In Part 2, Mary narrates the crumbling of a patriarchal, Christian worldview that no longer served her and the creation of its replacement.
This section opens in Indonesia where the family moved after living eight years in Pakistan. The author worked as an editor for Indonesia's newspaper The Jakarta Post, and Mary toured and wrote about a rehabilitation and release sanctuary for majestic hawks and eagles located on one of the nation's 17,000 islands. Rescue personnel ensured that these birds of prey did not become dependent upon humans and thus unable to survive in the jungles upon their release.

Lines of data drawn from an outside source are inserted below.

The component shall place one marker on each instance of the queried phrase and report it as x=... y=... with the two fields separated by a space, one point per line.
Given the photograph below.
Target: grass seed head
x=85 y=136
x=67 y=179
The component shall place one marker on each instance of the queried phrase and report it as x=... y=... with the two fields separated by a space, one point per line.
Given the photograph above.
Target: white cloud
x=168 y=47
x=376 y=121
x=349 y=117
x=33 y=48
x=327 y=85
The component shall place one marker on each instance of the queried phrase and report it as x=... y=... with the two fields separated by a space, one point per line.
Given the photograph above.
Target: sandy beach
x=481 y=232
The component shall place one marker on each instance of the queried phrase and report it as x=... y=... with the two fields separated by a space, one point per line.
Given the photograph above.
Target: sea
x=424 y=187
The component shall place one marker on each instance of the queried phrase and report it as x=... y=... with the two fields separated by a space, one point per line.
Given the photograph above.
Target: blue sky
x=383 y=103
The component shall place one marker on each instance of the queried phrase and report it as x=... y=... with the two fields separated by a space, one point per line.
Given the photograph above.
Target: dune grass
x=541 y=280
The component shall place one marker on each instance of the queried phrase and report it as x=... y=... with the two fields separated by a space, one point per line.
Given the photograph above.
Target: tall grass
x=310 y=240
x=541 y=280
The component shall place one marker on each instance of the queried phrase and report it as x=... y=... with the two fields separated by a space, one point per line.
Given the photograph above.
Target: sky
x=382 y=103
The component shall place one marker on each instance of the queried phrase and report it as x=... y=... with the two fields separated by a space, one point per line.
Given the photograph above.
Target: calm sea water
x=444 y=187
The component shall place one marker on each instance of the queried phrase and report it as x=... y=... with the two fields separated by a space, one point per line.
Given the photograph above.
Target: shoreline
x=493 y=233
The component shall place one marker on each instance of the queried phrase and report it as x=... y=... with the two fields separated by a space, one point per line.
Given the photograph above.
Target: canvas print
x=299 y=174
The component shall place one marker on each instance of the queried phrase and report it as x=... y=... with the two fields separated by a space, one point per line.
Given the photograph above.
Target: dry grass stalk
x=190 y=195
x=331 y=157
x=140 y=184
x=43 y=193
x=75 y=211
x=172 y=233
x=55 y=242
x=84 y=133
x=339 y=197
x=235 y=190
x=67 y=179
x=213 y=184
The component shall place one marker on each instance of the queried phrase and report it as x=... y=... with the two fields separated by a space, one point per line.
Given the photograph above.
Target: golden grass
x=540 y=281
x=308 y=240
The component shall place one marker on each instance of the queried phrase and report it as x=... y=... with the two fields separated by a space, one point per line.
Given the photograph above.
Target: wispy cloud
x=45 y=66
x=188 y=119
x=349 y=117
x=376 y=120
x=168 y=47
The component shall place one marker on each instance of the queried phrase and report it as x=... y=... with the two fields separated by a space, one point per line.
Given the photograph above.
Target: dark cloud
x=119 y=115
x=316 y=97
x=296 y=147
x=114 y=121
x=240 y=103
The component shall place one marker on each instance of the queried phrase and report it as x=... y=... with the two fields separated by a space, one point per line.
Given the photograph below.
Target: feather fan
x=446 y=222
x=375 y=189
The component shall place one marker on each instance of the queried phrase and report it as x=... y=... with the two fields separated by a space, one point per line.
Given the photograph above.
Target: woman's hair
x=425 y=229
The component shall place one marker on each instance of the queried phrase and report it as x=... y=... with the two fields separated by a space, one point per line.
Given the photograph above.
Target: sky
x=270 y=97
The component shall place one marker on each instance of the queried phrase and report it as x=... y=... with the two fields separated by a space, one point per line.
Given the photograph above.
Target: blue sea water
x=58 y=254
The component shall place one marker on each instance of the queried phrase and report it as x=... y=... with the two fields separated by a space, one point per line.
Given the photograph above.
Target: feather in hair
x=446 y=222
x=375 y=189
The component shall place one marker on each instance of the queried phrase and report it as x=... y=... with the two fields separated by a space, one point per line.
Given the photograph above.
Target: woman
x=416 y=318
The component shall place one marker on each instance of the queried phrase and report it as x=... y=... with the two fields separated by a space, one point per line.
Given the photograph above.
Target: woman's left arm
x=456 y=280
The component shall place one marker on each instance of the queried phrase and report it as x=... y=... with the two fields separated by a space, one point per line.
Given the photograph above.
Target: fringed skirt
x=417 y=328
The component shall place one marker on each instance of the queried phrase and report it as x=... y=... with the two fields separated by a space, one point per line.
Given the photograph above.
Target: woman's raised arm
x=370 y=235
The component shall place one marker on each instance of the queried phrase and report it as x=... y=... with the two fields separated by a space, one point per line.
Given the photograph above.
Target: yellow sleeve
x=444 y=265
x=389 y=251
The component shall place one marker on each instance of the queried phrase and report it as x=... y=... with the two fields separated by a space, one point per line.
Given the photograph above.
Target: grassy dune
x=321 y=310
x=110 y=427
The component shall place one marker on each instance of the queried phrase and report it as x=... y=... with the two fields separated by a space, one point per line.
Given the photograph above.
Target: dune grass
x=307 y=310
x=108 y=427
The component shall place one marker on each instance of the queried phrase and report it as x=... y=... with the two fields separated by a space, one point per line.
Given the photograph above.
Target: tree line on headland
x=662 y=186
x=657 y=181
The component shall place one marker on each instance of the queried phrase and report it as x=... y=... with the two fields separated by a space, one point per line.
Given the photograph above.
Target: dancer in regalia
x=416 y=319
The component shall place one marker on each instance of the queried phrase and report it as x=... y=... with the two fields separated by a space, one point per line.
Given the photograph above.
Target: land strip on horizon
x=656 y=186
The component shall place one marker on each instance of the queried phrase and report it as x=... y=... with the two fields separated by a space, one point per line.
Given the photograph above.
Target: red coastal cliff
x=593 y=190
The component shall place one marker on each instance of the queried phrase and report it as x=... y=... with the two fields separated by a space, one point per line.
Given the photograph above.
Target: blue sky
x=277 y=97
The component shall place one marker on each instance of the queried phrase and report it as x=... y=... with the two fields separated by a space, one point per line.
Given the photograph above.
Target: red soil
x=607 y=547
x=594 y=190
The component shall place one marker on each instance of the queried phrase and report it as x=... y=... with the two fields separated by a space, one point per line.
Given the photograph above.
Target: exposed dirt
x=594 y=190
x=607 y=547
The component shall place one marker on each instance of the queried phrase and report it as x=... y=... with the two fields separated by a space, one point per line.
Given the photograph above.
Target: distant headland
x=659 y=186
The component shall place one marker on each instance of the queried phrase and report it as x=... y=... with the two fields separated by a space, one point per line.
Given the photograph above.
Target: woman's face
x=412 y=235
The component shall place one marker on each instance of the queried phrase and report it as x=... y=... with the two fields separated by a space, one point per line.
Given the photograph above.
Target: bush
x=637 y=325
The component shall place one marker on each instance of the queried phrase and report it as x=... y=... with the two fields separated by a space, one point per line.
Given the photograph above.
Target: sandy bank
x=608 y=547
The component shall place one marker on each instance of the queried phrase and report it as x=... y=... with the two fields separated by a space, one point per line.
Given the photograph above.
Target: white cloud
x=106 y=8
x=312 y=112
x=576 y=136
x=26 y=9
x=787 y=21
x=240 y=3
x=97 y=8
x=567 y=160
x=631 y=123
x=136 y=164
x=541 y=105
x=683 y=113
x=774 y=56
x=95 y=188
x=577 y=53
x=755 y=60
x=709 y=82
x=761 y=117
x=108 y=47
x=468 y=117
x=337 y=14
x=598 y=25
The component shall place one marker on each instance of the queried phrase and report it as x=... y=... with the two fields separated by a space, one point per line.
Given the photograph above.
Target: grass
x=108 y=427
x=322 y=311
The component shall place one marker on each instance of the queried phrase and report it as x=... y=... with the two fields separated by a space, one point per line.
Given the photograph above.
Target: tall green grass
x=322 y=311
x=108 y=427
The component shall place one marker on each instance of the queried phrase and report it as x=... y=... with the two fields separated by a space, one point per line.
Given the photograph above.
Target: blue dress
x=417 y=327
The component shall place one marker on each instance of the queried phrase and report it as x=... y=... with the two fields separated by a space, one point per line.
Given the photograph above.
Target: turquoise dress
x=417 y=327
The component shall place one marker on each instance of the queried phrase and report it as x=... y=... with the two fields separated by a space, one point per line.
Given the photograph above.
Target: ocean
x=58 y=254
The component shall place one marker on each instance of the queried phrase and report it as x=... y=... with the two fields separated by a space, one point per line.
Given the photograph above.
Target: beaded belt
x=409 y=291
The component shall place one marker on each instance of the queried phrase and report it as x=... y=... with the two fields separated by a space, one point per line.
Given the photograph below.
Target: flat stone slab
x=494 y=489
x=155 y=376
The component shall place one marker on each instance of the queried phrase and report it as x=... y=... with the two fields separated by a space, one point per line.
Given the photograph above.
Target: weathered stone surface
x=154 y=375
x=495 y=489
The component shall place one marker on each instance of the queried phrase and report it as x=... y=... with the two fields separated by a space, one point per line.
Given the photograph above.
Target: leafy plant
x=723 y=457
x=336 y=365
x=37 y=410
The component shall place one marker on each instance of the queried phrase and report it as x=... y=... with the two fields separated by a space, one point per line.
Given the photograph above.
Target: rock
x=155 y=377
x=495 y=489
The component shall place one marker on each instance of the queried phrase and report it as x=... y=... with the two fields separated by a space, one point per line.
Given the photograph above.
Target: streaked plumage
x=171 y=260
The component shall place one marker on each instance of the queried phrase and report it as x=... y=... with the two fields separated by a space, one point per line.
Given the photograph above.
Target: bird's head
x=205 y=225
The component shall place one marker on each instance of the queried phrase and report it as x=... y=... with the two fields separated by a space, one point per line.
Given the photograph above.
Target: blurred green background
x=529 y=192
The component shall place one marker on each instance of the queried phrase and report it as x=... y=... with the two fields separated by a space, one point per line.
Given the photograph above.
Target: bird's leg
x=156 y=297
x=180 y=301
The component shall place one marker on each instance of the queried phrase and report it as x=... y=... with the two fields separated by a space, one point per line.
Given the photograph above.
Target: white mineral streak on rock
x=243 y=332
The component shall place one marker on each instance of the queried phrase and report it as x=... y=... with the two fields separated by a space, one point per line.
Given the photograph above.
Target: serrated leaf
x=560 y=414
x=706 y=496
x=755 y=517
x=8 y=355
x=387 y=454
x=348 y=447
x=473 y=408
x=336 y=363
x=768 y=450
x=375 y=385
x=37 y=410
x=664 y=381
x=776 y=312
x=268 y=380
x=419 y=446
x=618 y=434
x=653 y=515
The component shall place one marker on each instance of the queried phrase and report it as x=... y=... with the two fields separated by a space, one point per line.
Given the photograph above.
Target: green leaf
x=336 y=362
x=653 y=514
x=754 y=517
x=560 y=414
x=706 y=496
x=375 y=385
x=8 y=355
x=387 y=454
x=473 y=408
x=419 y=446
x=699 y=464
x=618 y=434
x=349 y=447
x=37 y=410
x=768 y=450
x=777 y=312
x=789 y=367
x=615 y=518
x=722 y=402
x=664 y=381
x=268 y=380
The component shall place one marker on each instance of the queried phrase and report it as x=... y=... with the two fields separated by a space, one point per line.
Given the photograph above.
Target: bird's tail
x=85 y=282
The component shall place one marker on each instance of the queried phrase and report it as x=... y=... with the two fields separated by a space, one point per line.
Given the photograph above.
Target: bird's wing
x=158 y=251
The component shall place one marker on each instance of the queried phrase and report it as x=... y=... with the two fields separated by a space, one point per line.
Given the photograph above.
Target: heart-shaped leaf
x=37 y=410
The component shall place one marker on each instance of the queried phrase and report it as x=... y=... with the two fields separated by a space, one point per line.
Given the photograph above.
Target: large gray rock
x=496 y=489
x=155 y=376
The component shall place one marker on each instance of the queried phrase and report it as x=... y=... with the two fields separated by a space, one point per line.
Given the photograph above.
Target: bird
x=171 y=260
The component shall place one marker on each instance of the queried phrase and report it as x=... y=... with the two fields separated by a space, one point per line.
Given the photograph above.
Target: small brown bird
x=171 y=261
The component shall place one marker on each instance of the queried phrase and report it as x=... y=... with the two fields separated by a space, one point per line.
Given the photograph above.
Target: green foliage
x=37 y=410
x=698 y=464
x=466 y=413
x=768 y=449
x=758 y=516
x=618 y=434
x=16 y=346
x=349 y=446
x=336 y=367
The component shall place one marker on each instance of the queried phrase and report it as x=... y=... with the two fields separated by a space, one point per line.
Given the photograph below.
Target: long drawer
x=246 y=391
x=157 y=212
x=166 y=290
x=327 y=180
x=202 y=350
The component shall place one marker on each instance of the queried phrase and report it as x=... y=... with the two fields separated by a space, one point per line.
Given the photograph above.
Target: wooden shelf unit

Mary compares the dangers of domestication of wild birds with Clarissa Pinkola Estés' interpretation of the Red Shoes Fairy Tale. Dr. Estés explains how a woman can be metaphorically captured through coerced cultural conformity, overly domesticated as she tries to fit in, and then when she is free, goes feral. When feral, she is vulnerable to various wounding traps.
Mary uses Dr. Estés' tale as a metaphor for her own life. In Chapters 19 to 23, she recounts how she was "captured" as a child. When set free in her late teens, she made unhealthy choices before joining the Jesus Movement, which morphed into the trap of patriarchal Christianity-a system of belief that denied adult women their agency and kept them as children.
Just as the hawk and the eagle needed a safe space to recover, Mary narrates in Chapters 24 to 30 how she found her safe space during her global travels in Pakistan, Tanzania, Kenya, and Indonesia. She dug out the buried parts of herself that had gone underground and, with that as her foundation, created a life-affirming worldview. Her initial guides on the way were psychiatrist Carl Jung and the sixteenth-century monastic John of the Cross, both of whom affirmed her inner knowing.
A wise South African professor led her to more guides: physicists-turned-theologians Ian Barbour and John Polkinghorne and their research and comparison of religion and science. Through them she gained new ways of considering the natural and spiritual realities. These tools included critical realism; the use of metaphors, models, and paradigms in science and religion; and the philosophical implications of quantum mechanics.
This family traveled and worked around the world for almost 20 years before settling back in the States in 2011.